Move as quickly as you can but be sure to keep your balance. It’s OK to start out slow and increase your speed as you gain strength and coordination.
Repeat the motions with your left foot on the ground for 30 seconds, then switch to your right foot on the ground. Rest for about 30 seconds after that, then do it one more time. You can work your way up to more repetitions over time.
These drills help basketball players develop foot speed, strength and coordination.
Start with both feet flat on the floor and your knees bent just slightly.
Jump six to eight inches to one side, then back as quickly as you can. Think of the motion you would make when skiing.
Move quickly. Your feet should barely touch the ground when you land from each jump before lifting off again.
Practice these plyometric drills for 30 seconds, then rest for 30 seconds, then do it again. You can work your way up to more repetitions over time.

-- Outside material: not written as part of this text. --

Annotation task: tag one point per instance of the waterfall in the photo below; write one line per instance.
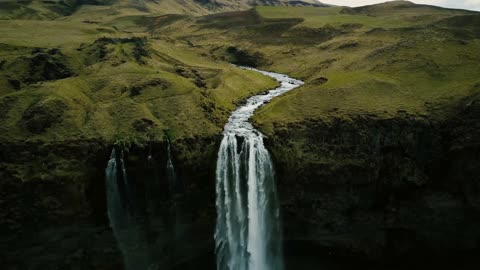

This exercise strengthens the legs of basketball players and helps them develop their jumping skills.
Start with both feet flat on the floor and knees bent so that you are in a squatting position.
Quickly straighten your legs and jump as high as you can, coming back down to land in a squatting position.
Repeat 10 to 12 times, without resting in between jumps. Rest for 30 seconds, then repeat. You can work up to more repetitions over time.
Split Squat Jump
These plyometric drills also develop leg strength and speed, as well as coordination.
Start in a lunge position, with your left leg extended in front of you and your right knee bent.
Jump into the air and slightly forward, using the calf muscles in your right leg to propel your body up and forward.
While in the air, switch legs so that you land with your right leg extended in front of you and your left knee bent.
Repeat 10 to 12 times, then rest for 30 seconds before repeating again. You can work up to more repetitions over time as you grow stronger.